The woman raised her eyebrows, then gave Yana a nod after she’d thought about it for a while. “Good girl. What else are you looking for?”

“Trade goods,” Yana said. “Something valuable.” She was starting to feel the pressure of time. Surely somebody would come to check on the prisoner soon. Or worse, notice the lights moving around in here. But they couldn’t forage in the dark.

“Well.” The woman stepped aside with a magician’s flourish.

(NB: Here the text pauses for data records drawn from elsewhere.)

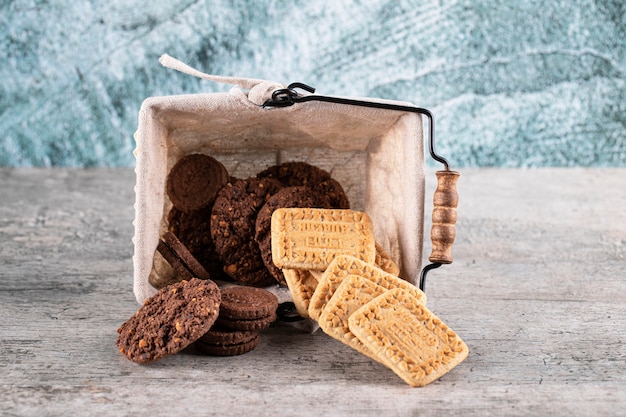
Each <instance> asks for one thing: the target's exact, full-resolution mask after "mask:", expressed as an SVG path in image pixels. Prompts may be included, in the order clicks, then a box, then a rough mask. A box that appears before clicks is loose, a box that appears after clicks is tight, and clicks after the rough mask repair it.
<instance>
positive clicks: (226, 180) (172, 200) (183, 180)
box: [165, 154, 229, 213]
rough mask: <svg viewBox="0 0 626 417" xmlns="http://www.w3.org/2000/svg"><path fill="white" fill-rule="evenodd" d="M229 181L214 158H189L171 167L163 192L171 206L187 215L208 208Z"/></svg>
mask: <svg viewBox="0 0 626 417" xmlns="http://www.w3.org/2000/svg"><path fill="white" fill-rule="evenodd" d="M228 178H229V177H228V172H227V170H226V168H225V167H224V165H222V163H221V162H219V161H218V160H216V159H215V158H213V157H211V156H209V155H204V154H191V155H187V156H185V157H183V158H181V159H180V160H179V161H178V162H177V163H176V164H175V165H174V166H173V167H172V169H171V170H170V172H169V174H168V176H167V184H166V187H165V188H166V191H167V195H168V197H169V198H170V200H171V201H172V204H174V206H175V207H176V208H178V209H179V210H182V211H184V212H185V213H189V212H191V211H194V210H199V209H201V208H204V207H207V206H209V205H210V204H211V203H212V202H213V200H215V196H216V195H217V192H218V191H219V190H220V189H221V188H222V187H223V186H224V185H225V184H226V183H227V182H228Z"/></svg>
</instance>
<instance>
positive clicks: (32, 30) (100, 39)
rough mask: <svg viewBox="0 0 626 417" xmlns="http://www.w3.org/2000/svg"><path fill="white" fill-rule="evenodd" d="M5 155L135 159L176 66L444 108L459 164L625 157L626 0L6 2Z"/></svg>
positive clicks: (374, 0) (178, 76) (580, 163)
mask: <svg viewBox="0 0 626 417" xmlns="http://www.w3.org/2000/svg"><path fill="white" fill-rule="evenodd" d="M0 2H1V6H0V165H11V166H13V165H14V166H21V165H35V166H48V165H71V166H92V165H112V166H132V165H133V164H134V159H133V156H132V149H133V148H134V141H133V139H132V134H133V132H134V131H135V129H136V126H137V112H138V110H139V107H140V105H141V102H142V100H143V99H144V98H146V97H148V96H152V95H163V94H180V93H186V92H189V93H192V92H205V91H224V90H226V89H228V87H225V86H219V85H214V84H212V83H210V82H207V81H201V80H197V79H195V78H193V77H190V76H186V75H183V74H179V73H177V72H175V71H172V70H168V69H165V68H163V67H161V66H160V65H159V64H158V62H157V58H158V57H159V56H160V55H161V54H162V53H168V54H170V55H172V56H174V57H177V58H179V59H181V60H182V61H184V62H187V63H189V64H190V65H192V66H195V67H197V68H198V69H201V70H203V71H205V72H209V73H214V74H221V75H239V76H249V77H255V78H265V79H271V80H276V81H279V82H283V83H289V82H293V81H301V82H305V83H307V84H310V85H312V86H315V87H316V88H317V90H318V92H319V93H320V94H326V95H357V96H370V97H382V98H390V99H399V100H406V101H411V102H413V103H415V104H416V105H418V106H421V107H426V108H429V109H430V110H432V111H433V112H434V114H435V117H436V120H437V131H436V132H437V140H438V145H437V147H438V150H439V151H440V152H441V153H442V154H443V155H445V156H447V157H448V158H449V159H450V160H451V161H452V162H453V164H454V165H455V166H626V129H625V125H626V5H625V2H624V1H623V0H612V1H610V0H606V1H601V0H599V1H591V0H556V1H534V0H519V1H518V0H509V1H502V0H500V1H497V0H494V1H489V0H477V1H470V0H466V1H464V0H456V1H454V0H452V1H445V0H441V1H397V0H372V1H338V0H332V1H325V0H324V1H320V0H316V1H273V0H262V1H261V0H255V1H252V0H251V1H243V0H240V1H228V0H221V1H197V0H196V1H190V0H167V1H147V0H113V1H100V2H96V1H92V2H85V1H73V0H72V1H70V0H64V1H63V0H58V1H41V0H30V1H27V0H15V1H11V0H0Z"/></svg>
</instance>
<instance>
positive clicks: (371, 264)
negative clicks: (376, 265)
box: [309, 255, 426, 320]
mask: <svg viewBox="0 0 626 417" xmlns="http://www.w3.org/2000/svg"><path fill="white" fill-rule="evenodd" d="M348 275H359V276H361V277H364V278H368V279H370V280H371V281H372V282H374V283H376V284H378V285H381V286H382V287H383V288H385V289H392V288H404V289H406V290H407V291H410V292H412V293H414V296H415V297H416V298H417V299H418V300H420V302H422V303H426V294H424V293H423V292H422V291H421V290H420V289H419V288H417V287H416V286H414V285H412V284H411V283H409V282H407V281H405V280H403V279H402V278H398V277H397V276H395V275H392V274H390V273H388V272H385V271H383V270H382V269H380V268H378V267H377V266H375V265H372V264H369V263H367V262H363V261H362V260H360V259H358V258H355V257H354V256H350V255H340V256H337V257H336V258H335V259H334V260H333V262H332V263H331V264H330V265H329V266H328V268H327V269H326V271H325V272H324V274H323V275H322V278H321V279H320V282H319V284H318V286H317V288H316V289H315V292H314V293H313V296H312V297H311V302H310V303H309V316H310V317H311V318H313V319H315V320H318V319H319V317H320V314H321V313H322V310H323V309H324V307H325V306H326V303H328V301H329V300H330V298H331V297H332V296H333V294H334V293H335V291H336V290H337V288H338V287H339V285H340V284H341V281H342V280H343V279H344V278H345V277H347V276H348Z"/></svg>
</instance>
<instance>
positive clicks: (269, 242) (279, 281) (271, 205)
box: [254, 186, 331, 285]
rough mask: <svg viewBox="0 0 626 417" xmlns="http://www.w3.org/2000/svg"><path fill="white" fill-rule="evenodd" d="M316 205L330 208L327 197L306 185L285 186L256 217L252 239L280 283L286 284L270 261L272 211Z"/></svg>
mask: <svg viewBox="0 0 626 417" xmlns="http://www.w3.org/2000/svg"><path fill="white" fill-rule="evenodd" d="M291 207H303V208H304V207H317V208H331V206H330V202H329V201H328V198H327V197H326V196H324V195H322V194H319V193H316V192H315V191H313V190H311V189H310V188H309V187H306V186H296V187H286V188H283V189H282V190H280V191H278V192H277V193H276V194H274V195H273V196H272V197H270V198H269V199H268V200H267V202H266V203H265V204H264V205H263V207H262V208H261V210H259V213H258V215H257V218H256V231H255V235H254V239H255V240H256V242H257V243H258V245H259V249H260V250H261V256H262V258H263V263H264V264H265V266H266V267H267V269H268V271H270V274H272V276H273V277H274V278H275V279H276V281H278V283H279V284H281V285H287V282H286V281H285V277H284V275H283V272H282V270H281V269H280V268H278V267H277V266H276V265H274V262H273V261H272V233H271V225H272V213H273V212H274V210H276V209H278V208H291Z"/></svg>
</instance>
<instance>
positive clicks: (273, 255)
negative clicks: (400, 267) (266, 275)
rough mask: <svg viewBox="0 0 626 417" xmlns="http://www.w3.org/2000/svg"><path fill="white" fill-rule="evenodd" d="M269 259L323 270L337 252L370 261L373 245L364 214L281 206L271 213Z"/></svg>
mask: <svg viewBox="0 0 626 417" xmlns="http://www.w3.org/2000/svg"><path fill="white" fill-rule="evenodd" d="M271 243H272V260H273V262H274V264H275V265H276V266H278V267H279V268H290V269H312V270H319V271H321V270H325V269H326V268H327V267H328V265H329V264H330V263H331V262H332V260H333V259H334V258H335V257H336V256H339V255H344V254H349V255H352V256H355V257H357V258H359V259H362V260H364V261H365V262H370V263H373V262H374V261H375V258H376V248H375V240H374V231H373V226H372V221H371V219H370V217H369V216H368V215H367V213H364V212H360V211H354V210H344V209H318V208H280V209H277V210H275V211H274V213H273V214H272V222H271Z"/></svg>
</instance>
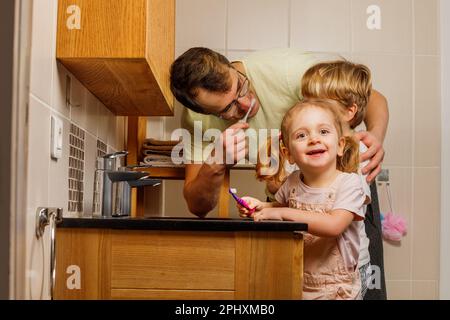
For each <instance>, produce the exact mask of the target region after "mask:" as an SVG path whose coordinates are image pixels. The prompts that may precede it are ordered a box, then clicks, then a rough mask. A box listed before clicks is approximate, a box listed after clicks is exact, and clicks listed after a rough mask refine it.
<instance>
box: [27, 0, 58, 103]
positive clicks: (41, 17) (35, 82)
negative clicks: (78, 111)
mask: <svg viewBox="0 0 450 320" xmlns="http://www.w3.org/2000/svg"><path fill="white" fill-rule="evenodd" d="M53 5H54V3H53V0H41V1H34V2H33V24H32V28H33V29H32V30H33V32H32V44H31V74H30V91H31V93H33V94H34V95H35V96H36V97H38V98H39V99H41V100H42V101H44V102H45V103H46V104H47V105H50V104H51V97H52V77H53V64H54V57H55V54H54V47H55V46H54V43H53V39H54V38H53V34H54V32H55V29H54V18H55V16H54V14H55V11H54V10H53Z"/></svg>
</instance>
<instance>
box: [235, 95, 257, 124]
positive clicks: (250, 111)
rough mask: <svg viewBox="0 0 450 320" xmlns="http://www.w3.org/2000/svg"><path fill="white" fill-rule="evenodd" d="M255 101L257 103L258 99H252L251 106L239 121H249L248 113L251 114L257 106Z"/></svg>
mask: <svg viewBox="0 0 450 320" xmlns="http://www.w3.org/2000/svg"><path fill="white" fill-rule="evenodd" d="M255 103H256V99H255V98H253V99H252V101H251V102H250V108H248V110H247V113H246V114H245V116H244V117H243V118H242V119H241V120H239V123H246V122H247V118H248V115H249V114H250V112H252V109H253V107H254V106H255Z"/></svg>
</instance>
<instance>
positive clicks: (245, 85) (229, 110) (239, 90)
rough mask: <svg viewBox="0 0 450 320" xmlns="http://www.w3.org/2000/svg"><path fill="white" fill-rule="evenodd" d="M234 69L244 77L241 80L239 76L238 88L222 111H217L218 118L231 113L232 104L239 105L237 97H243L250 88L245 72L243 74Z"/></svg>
mask: <svg viewBox="0 0 450 320" xmlns="http://www.w3.org/2000/svg"><path fill="white" fill-rule="evenodd" d="M233 69H234V68H233ZM234 70H236V69H234ZM236 71H237V72H238V75H240V76H242V77H243V78H244V81H243V82H241V77H239V82H238V88H237V90H236V92H237V94H236V98H235V99H234V100H233V101H231V102H230V103H229V104H227V106H226V107H225V108H223V110H222V111H220V112H219V113H217V116H218V117H219V118H225V117H226V116H227V115H232V113H231V112H229V111H230V110H231V108H233V107H234V106H236V107H238V106H240V104H239V99H241V98H243V97H245V96H246V95H247V94H248V91H249V88H250V80H248V78H247V76H246V75H245V74H243V73H242V72H240V71H239V70H236ZM233 114H234V113H233Z"/></svg>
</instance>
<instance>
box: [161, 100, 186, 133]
mask: <svg viewBox="0 0 450 320" xmlns="http://www.w3.org/2000/svg"><path fill="white" fill-rule="evenodd" d="M183 109H184V107H183V105H182V104H181V103H179V102H178V101H175V104H174V116H173V117H165V118H164V139H167V140H170V139H171V135H172V133H173V132H174V131H175V130H177V129H179V128H181V115H182V113H183Z"/></svg>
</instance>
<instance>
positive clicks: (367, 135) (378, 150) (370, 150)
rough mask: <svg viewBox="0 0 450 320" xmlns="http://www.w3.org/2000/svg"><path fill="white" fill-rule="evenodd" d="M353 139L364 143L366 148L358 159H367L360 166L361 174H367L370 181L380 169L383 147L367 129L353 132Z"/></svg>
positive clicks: (369, 181) (383, 158)
mask: <svg viewBox="0 0 450 320" xmlns="http://www.w3.org/2000/svg"><path fill="white" fill-rule="evenodd" d="M354 137H355V139H357V140H358V141H361V142H362V143H364V144H365V145H366V146H367V148H368V150H367V151H366V152H364V153H363V154H361V156H360V161H361V162H364V161H366V160H369V159H370V161H369V163H368V164H367V165H366V166H365V167H364V168H362V174H363V175H366V174H367V178H366V180H367V182H368V183H371V182H372V181H373V180H374V179H375V178H376V177H377V175H378V174H379V173H380V171H381V163H382V162H383V159H384V148H383V145H382V144H381V142H380V141H379V139H377V137H376V136H375V135H373V134H372V133H370V132H368V131H361V132H357V133H355V136H354Z"/></svg>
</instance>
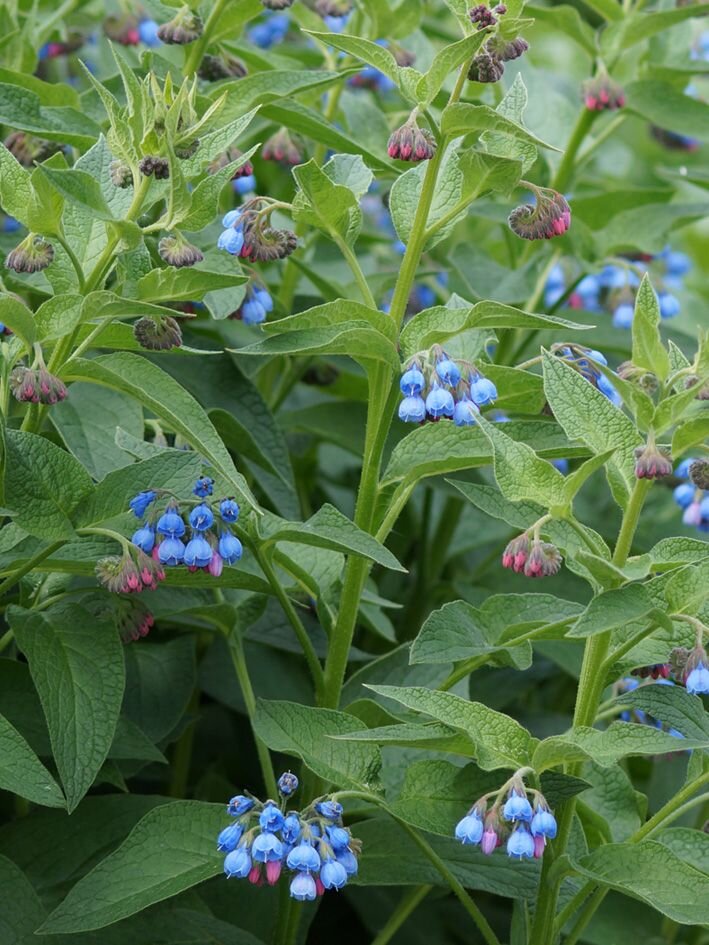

Yana stared. Behind where the woman had been standing was a shelf holding dozens of jars of clear liquid. Yana snatched one up — they were all mismatched, old jam jars and who knew what; the one in her hand had once held marmite, by the shape of it — and unscrewed the top. She didn’t get it all the way off when the smell hit her.

“Alcohol.”

The woman nodded, smiling tight.

“Grab as much as you carry,” Yana said.

Loaded up, the woman with her sister’s name stepped toward the door while Yana killed the lume. The woman was still limping slightly but didn’t complain, and seemed to be loosening up somewhat. She reached the door and tested the handle.

The door swung open with an oiled click.

Yana shrugged the pack up her arms. “Good. Just as glad not to do the window again.”

She stepped forward, but the woman stopped Yana five steps from the bottom of the stairs. “Careful,” she said. “There’s a monofilament a couple of centimeters over the wire you can see.”

A horrible shock of realization settled in Yana’s stomach. The expression must have registered even in the semi-dark. “Missed it on the way in?”